Should You use BIM 360 or Collaboration For Revit Projects?

BIM 360 Team, which is now part of BIM 360 family and was formerly known as A360, and Collaboration for Revit, more commonly abbreviated to C4R, are essentially collaboration tools that are used by various stakeholders during the design stages of a construction project and while providing BIM services.

Collaboration within construction may be taken for granted in the current climate as it allows improved file access, sharing and communication of design data amongst project stakeholders. Tools such as C4R and BIM 360 Team owe much to a number of firms that have shaped the ‘collaboration for construction’ offering, expectation and deliverables. Those firms and their software include amongst others Autodesk Buzzsaw, Aconex, BIM Track, ASite, BIW and 4Projects. Such tools have offered solutions in an industry for over a decade now and have managed to do so despite suffering from poor levels of software interoperability and despite internet connectivity and bandwidth problems.

Whilst there are many workflow and design management options and solutions within the various collaboration tools in the market, this blog focuses on the benefits of C4R and BIM 360 for BIM Modeling, Revit work sharing and design file collaboration, including the handling of design updates.

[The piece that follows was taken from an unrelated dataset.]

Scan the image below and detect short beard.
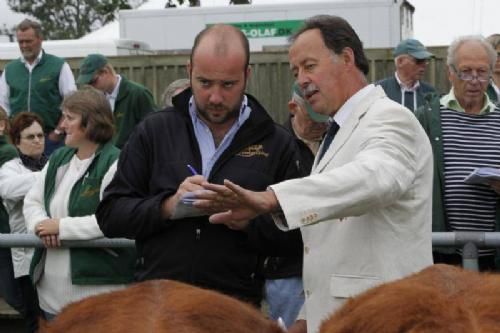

In many ways BIM 360 Team and C4R, which are both later entrants to the collaboration market, have benefitted from improvements in the design software, the levels of interoperability and of course improvements in bandwidth. These advantages have allowed both software tools to start flourishing in the construction sector and improve the level of collaboration and design workflow that is now possible in the industry. The question is which of the two should one use and are there benefits in doing so. Before that question is answered, an overview of the main features of both is helpful.

Starting with BIM 360, this is essentially a cloud based tool which provides access to design files via a web interface. This anytime, anywhere access throughout the design life cycle of the project is a common feature of collaboration tools, however within BIM 360, there are a number of tools that can also be used including BIM 360 Glue, BIM 360 Docs and BIM 360 Plan, BIM 360 Team, BIM 360 Field and BIM 360 Ops. All of which help to improve the collaboration and sharing options of Revit files via the web. BIM 360 Team is the component within BIM 360 that provides for team access to project data via a web browser, although updates can only be published by Revit users who update their respective Revit models.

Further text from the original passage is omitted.